У Дженни был на всю эту ситуацию свой взгляд, и взгляд выстраданный. Замешенный на чувстве вины, что никогда до конца Веронику не покидало.
Она не могла признаться сестре, что главной причиной, по которой она не могла рассказать Маркусу о ребенке, был страх, что Эрона могут у нее забрать. Она была убеждена, что Маркус способен на такое. У него хватит и жестокости, и цинизма, чтобы лишить ее единственного смысла существования. Допустим, она расскажет ему о сыне. А дальше? Как отнесется Маркус к тому, что его ребенка будет воспитывать женщина, запятнавшая себя предательством компании, в которой работала? Сочтет ли ее Маркус способной стать хорошей матерью его сыну или сделает все, чтобы лишить ее родительских прав?
Дженни не знала, какую цену пришлось заплатить Веронике зато, чтобы дать ей возможность лечиться за границей.
И Вероника никогда ей об этом не скажет.
Эту ношу ей суждено нести одной всю оставшуюся жизнь. Дженни была, как все в ее возрасте, максималисткой. Она делила жизнь на черное и белое и отлично знала, что хорошо и что плохо. До определенных событий и сама Вероника считала себя принципиальной и порядочной и думала, что никогда не сможет поступиться принципами. Страшно вообразить, какой чудовищный разлад случился бы в душе у малышки Дженни, узнай она о том, что ее сестра пошла на преступление против собственной совести, дабы дать Дженни шанс выжить.
Вероника и сама не раз возвращалась мысленно к тому времени, спрашивая себя, не было ли иного выхода из ситуации, но ни тогда, ни теперь она его не видела.
Ей не на кого было положиться, кроме как на себя, с того самого дня, как в двадцать лет она потеряла родителей. То, что у нее появился любовник, ничего не изменило. Маркус сразу дал понять, что на него она может не рассчитывать.
Никаких уз.
Никаких обещаний.
Никаких сестер, умирающих от лейкоза крови, от которого не было лекарств, одобренных Эф-ди-эй[3] и допущенных к применению в США.
Вероника смотрела на сестру, поглаживая шелковистую белокурую головку Эрона, и чувство вины уходило, уступая место глубокому удовлетворению.
Лечение оказалось успешным.
Болезнь Дженни отступила, и прежняя живость возвращалась к сестре. В шестнадцать Дженни была так слаба и бледна, что кожа ее походила на серую папиросную бумагу. В семнадцать с половиной она была уже почти той же жизнерадостной и взбалмошной девчушкой, с которой Вероника вместе росла и которую стала растить сама. Настолько взбалмошной и колючей, что у нее хватало духу спорить с Вероникой о том, стоит ли говорить Маркусу Данверсу о его сыне.
– Он сказал мне, что не хочет брать на себя никаких обязательств. Он никогда мне не лгал. – Вероника не верила в то, что ее аргументы могут остановить тираду младшей сестры, но она должна была попытаться.
Дженни аргументы сестры не убедили. Глаза младшей горели гневом.
– Ему тридцать лет. Он должен был к этому возрасту усвоить, что такое ответственность. – Дженни замолчала, и выражение ее лица изменилось – сделалось задумчивым и печальным. – Тебе не приходило в голову, что он имеет право знать о своем сыне? Из того, что ему не хочется иметь жену, не следует, что он готов отвернуться от собственного ребенка.

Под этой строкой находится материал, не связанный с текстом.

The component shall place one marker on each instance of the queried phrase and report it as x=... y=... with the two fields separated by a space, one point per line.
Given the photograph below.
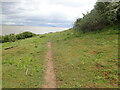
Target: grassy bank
x=23 y=64
x=80 y=60
x=86 y=60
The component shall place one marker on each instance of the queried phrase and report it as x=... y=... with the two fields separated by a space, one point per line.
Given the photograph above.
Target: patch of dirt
x=50 y=80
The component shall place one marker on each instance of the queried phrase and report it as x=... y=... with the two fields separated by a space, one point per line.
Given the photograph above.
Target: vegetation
x=23 y=63
x=12 y=37
x=104 y=14
x=87 y=60
x=80 y=60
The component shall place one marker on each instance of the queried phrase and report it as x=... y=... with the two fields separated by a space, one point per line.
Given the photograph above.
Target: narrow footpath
x=50 y=80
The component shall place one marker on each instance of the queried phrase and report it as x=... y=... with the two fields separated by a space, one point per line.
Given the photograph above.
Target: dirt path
x=50 y=81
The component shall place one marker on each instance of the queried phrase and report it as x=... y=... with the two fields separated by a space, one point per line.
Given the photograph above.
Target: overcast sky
x=59 y=13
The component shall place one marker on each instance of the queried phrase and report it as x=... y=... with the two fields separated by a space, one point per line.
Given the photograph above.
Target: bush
x=103 y=14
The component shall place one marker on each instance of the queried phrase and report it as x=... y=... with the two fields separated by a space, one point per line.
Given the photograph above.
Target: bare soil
x=50 y=80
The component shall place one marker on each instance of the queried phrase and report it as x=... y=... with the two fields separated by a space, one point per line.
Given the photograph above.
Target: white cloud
x=47 y=11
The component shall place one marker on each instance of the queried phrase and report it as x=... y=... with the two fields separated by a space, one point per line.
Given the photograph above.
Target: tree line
x=103 y=14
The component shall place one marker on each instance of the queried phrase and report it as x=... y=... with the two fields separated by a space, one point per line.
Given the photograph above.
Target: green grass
x=25 y=54
x=86 y=60
x=80 y=60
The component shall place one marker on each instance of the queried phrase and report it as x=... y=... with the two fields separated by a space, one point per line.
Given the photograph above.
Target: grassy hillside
x=80 y=60
x=23 y=64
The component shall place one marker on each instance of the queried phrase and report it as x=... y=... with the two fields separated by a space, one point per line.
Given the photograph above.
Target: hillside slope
x=79 y=60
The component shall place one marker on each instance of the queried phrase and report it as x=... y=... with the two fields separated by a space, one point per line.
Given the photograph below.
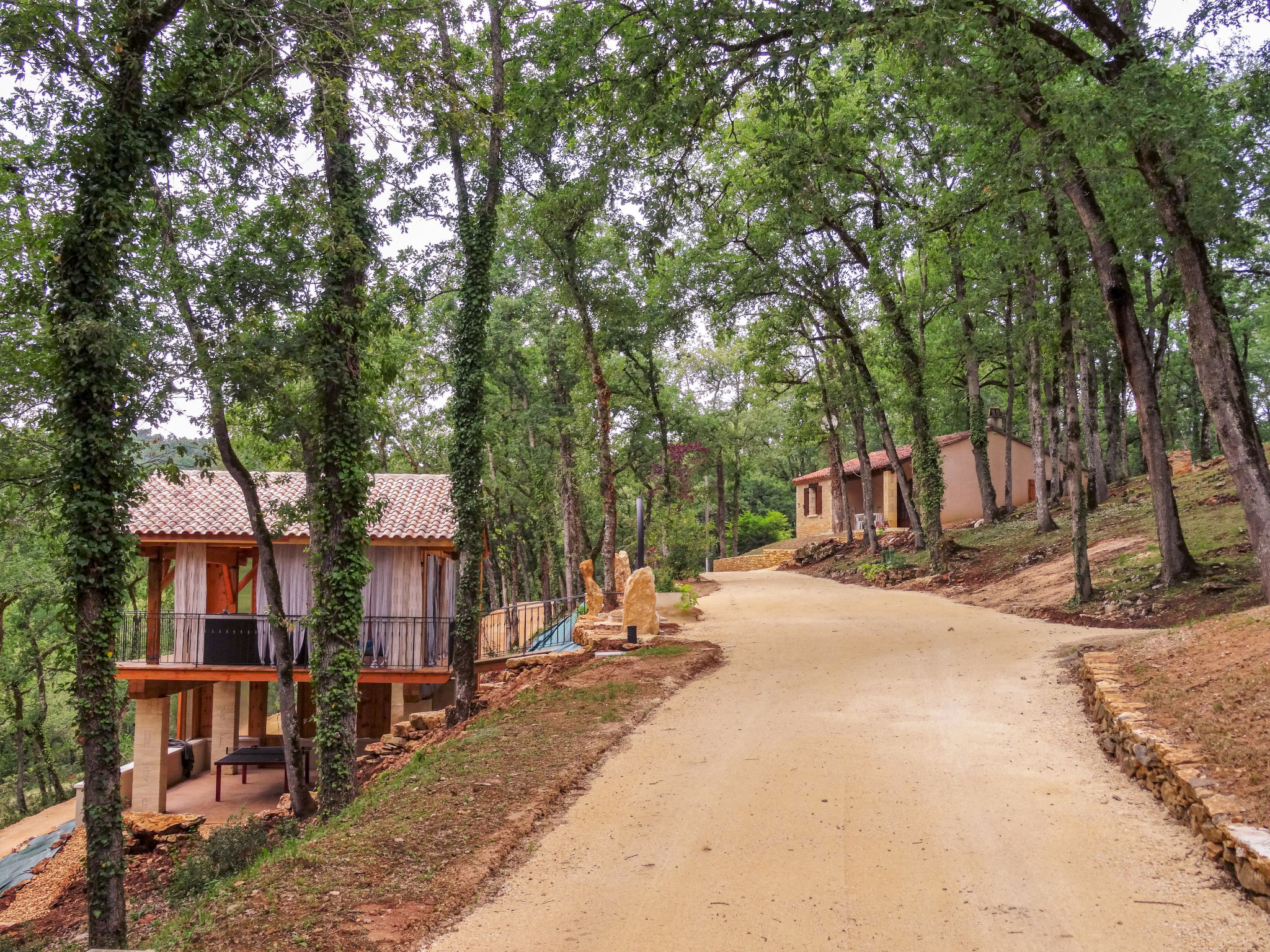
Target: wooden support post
x=154 y=604
x=150 y=756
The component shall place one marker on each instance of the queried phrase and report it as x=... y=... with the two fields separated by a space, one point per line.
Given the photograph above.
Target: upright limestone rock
x=595 y=594
x=621 y=573
x=639 y=603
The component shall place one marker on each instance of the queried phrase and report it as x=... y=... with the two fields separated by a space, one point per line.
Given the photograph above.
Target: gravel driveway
x=870 y=770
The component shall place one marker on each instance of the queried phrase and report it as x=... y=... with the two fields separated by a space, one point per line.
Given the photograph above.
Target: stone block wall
x=1174 y=774
x=748 y=564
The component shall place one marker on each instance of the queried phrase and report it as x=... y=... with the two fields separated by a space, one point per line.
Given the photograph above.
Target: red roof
x=211 y=505
x=878 y=460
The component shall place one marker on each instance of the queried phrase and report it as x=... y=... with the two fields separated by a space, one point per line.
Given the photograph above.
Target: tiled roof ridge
x=210 y=505
x=878 y=460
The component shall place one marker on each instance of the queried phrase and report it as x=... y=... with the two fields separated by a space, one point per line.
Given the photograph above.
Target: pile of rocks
x=1175 y=775
x=414 y=729
x=637 y=606
x=1137 y=607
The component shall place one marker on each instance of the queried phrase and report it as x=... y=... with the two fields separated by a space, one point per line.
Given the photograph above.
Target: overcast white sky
x=1166 y=14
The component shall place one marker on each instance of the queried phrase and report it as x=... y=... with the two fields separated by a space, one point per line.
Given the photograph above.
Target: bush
x=687 y=597
x=229 y=850
x=756 y=531
x=685 y=541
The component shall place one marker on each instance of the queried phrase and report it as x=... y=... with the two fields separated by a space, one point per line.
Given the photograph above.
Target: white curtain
x=406 y=645
x=190 y=599
x=376 y=601
x=298 y=596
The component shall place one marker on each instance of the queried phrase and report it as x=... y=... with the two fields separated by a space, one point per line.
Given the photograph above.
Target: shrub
x=755 y=531
x=681 y=542
x=229 y=850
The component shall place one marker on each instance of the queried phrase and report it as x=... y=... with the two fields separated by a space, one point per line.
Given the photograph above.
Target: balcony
x=389 y=645
x=244 y=640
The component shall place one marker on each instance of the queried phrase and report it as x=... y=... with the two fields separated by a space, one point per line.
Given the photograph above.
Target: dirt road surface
x=870 y=770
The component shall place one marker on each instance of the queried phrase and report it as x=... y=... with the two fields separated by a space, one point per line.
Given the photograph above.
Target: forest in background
x=677 y=253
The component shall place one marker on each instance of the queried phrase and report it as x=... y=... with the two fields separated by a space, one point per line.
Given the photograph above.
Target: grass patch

Еще как приходило. При одной мысли о том, что она, возможно, лишает Маркуса радостей отцовства, тех глубоких взаимных чувств, что могут быть у отца с сыном, она ощутила, как сердце сжимается от боли.
– Очень мудрое наблюдение для подростка, – сказала, не удержавшись, Вероника.
Дженни, прислонившись к кухонной стойке, пристально смотрела на сестру.
Вероника встретила взгляд сестры с пониманием. Она знала, как и сама Дженни, откуда у девочки такое не по возрасту серьезное отношение к жизни. За эту мудрость обе заплатили высокую цену. Но говорить об этом не надо – они понимали друг друга без слов.
В тринадцать лет Дженни стала круглой сиротой, а еще через год врачи диагностировали у нее неизлечимое заболевание крови. Свой шестнадцатый день рождения она встретила на больничной койке, с проводами по всему телу, подключенными к зловещего вида аппаратуре, и пониманием того, что на этой койке может закончиться ее жизнь.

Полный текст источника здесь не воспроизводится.